SENTENCIA CONSTITUCIONAL PLURINACIONAL 1131/2019-S2
Tribunal Constitucional Plurinacional de Bolivia

SENTENCIA CONSTITUCIONAL PLURINACIONAL 1131/2019-S2

Fecha: 23-Dic-2019

la situación de vulnerabilidad o de desventaja en la que se encuentren la víctima o denunciante respecto al imputado

Conforme a dicho entendimiento, el peligro efectivo para la víctima o el denunciante debe ser un peligro materialmente verificable, lo que supone la existencia de elementos comprobables respecto a la situación concreta de las víctimas.  Ahora bien, en el marco de las normas internacionales e internas de protección de los derechos de la mujer[26] y desde una perspectiva de género, en los casos de violencia contra la mujeres, corresponderá que la autoridad fiscal y judicial considerar la situación de vulnerabilidad o de desventaja en la que se encuentren la víctima o denunciante respecto al imputado, las características del delitos cuya autoría se atribuye al imputado y la conducta exteriorizada por éste en contra de las o los mismos antes y con posterioridad a la comisión al delito, para determinar si dicha conducta ha puesto y pone en evidente riesgo de vulneración los derechos tanto de la víctima como del denunciante[27].
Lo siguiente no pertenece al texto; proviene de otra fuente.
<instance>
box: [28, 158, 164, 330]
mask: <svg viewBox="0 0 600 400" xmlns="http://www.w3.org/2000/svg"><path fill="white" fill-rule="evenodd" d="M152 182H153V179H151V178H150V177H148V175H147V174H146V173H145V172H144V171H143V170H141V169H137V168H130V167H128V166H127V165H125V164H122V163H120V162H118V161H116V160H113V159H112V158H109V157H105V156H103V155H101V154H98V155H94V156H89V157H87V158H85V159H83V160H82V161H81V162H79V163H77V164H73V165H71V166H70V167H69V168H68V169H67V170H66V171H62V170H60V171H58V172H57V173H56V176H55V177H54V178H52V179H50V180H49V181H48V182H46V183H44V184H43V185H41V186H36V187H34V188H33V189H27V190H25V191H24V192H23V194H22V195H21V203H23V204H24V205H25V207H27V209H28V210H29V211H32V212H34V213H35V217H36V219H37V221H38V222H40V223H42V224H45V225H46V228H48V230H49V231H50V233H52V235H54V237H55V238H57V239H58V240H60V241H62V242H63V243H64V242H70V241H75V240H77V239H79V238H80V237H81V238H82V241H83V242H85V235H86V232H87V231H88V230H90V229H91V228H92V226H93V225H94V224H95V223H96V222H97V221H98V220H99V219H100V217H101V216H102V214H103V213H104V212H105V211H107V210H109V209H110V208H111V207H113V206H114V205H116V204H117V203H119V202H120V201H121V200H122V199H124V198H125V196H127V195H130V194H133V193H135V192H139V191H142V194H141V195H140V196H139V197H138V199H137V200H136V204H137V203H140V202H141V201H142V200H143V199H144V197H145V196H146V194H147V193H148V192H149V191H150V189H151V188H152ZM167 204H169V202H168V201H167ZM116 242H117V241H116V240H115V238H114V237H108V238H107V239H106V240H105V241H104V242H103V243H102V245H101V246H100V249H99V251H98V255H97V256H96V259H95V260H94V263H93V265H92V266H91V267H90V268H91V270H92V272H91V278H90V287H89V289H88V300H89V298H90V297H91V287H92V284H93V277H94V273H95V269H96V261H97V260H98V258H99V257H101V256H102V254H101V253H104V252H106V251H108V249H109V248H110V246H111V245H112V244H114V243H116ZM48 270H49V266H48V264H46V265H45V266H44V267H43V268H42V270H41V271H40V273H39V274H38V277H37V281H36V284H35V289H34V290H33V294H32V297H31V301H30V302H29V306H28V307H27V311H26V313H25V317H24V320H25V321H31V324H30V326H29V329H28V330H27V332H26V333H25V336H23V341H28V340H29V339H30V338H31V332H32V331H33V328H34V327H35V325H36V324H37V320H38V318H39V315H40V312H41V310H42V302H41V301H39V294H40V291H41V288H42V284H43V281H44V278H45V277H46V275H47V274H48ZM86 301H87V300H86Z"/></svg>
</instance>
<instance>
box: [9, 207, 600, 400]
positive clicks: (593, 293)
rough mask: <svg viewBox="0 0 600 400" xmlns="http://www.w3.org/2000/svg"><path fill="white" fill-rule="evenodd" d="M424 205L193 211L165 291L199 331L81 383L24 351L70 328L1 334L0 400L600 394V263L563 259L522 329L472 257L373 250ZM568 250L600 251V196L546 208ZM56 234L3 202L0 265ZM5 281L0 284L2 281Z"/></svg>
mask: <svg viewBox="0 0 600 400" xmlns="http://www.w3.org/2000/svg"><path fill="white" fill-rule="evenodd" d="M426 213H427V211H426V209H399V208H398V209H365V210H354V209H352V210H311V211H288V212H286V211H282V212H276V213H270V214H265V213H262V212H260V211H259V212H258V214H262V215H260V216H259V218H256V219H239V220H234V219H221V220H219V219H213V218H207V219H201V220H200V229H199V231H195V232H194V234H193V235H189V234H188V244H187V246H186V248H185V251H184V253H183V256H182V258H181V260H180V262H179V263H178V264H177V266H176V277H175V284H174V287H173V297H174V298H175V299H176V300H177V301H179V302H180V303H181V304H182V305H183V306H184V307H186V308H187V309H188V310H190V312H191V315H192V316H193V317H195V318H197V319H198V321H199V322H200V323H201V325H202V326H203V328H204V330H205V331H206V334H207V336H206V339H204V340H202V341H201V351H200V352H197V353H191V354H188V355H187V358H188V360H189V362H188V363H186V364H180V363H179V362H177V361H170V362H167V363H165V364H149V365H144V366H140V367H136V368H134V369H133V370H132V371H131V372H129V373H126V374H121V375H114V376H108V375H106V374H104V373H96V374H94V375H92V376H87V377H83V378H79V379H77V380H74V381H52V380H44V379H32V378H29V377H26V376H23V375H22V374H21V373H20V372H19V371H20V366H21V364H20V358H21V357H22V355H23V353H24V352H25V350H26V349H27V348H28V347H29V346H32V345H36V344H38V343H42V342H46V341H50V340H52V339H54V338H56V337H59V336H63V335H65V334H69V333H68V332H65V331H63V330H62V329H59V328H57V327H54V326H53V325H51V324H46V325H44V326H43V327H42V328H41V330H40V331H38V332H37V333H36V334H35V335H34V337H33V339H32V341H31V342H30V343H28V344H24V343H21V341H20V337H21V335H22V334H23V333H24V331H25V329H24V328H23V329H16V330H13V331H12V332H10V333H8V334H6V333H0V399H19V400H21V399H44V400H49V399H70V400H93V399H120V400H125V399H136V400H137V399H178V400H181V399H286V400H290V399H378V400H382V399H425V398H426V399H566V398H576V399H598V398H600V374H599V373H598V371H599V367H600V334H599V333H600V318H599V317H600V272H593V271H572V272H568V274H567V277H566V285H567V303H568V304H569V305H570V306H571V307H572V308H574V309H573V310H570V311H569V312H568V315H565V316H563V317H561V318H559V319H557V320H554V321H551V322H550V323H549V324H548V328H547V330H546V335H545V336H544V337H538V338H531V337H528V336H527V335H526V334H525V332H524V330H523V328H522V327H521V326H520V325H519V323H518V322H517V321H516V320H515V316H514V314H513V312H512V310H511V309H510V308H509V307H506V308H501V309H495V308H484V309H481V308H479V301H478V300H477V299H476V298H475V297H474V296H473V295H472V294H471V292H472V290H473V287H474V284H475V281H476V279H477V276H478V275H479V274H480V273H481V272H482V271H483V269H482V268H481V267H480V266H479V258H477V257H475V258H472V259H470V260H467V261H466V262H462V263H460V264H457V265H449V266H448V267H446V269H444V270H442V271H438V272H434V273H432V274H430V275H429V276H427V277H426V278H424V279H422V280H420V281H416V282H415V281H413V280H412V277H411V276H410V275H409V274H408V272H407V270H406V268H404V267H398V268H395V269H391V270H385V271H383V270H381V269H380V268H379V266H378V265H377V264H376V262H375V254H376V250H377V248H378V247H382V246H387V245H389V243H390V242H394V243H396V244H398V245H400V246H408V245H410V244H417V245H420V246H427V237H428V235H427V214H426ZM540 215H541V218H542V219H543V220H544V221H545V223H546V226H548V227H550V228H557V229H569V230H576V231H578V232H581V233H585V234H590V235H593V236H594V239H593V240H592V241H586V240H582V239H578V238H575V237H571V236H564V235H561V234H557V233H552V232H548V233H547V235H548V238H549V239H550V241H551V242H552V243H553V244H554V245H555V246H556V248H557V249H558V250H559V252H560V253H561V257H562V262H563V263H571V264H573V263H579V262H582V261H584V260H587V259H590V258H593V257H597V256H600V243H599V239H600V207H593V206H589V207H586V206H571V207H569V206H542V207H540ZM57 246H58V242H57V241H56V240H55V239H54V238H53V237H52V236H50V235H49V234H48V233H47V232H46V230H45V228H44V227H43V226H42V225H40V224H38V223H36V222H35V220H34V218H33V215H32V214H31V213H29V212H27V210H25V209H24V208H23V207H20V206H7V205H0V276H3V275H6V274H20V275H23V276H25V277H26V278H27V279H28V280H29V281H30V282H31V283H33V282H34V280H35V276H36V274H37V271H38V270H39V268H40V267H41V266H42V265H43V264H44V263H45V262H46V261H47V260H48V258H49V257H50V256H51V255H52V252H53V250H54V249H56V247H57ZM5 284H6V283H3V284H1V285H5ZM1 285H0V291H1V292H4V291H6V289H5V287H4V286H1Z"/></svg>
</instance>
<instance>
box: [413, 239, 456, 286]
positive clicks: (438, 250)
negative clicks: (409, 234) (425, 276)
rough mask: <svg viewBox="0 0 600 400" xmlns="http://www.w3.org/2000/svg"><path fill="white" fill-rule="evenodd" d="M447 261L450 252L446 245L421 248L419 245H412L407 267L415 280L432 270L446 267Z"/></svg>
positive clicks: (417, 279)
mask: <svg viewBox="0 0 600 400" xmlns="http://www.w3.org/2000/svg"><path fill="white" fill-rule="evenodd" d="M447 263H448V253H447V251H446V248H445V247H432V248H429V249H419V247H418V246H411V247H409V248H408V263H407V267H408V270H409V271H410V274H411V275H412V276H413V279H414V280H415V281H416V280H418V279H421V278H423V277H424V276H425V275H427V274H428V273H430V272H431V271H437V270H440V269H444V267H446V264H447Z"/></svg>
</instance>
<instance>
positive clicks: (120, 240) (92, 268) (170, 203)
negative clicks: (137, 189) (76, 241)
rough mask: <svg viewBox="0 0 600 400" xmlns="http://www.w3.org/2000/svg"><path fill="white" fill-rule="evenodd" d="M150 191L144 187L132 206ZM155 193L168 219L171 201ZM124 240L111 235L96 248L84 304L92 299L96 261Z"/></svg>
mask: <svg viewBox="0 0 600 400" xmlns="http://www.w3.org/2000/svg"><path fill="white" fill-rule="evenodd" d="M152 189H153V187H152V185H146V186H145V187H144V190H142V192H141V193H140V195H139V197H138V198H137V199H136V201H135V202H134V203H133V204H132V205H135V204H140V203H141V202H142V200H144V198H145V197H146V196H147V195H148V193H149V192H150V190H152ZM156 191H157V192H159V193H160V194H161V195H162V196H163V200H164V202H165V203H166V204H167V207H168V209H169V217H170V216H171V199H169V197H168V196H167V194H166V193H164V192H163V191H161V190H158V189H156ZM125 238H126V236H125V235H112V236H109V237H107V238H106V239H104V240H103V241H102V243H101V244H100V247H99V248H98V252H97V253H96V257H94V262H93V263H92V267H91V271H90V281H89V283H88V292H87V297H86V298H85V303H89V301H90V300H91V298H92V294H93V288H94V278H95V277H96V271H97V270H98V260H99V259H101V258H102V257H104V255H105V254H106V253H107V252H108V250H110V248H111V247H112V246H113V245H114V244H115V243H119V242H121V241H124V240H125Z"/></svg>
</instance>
En los casos de violencia contra las mujeres, para evaluar el peligro de fuga contenido en el art. 234.10 del CPP, deberá considerarse la situación de vulnerabilidad o de desventaja en la que se encuentren la víctima o denunciante respecto al imputado; así como las características del delito cuya autoría se atribuye al imputado y la conducta exteriorizada por éste en contra de las víctimas, antes y con posterioridad a la comisión del delito, para determinar si dicha conducta ha puesto y pone en evidente riesgo de vulneración los derechos tanto de la víctima como del denunciante”.

“En casos de violencia contra las mujeres, la solicitud de garantías personales o garantías mutuas por parte del imputado, como medida destinada a desvirtuar el peligro de fuga previsto en el art. 234.10 del CPP, se constituye en una medida revictimizadora, que desnaturaliza la protección que el Estado debe brindar a las víctimas; pues, en todo caso, es ella y no el imputado, la que tiene el derecho, en el marco del art. 35 de la Ley 348, de exigir las medidas de protección que garanticen sus derechos”.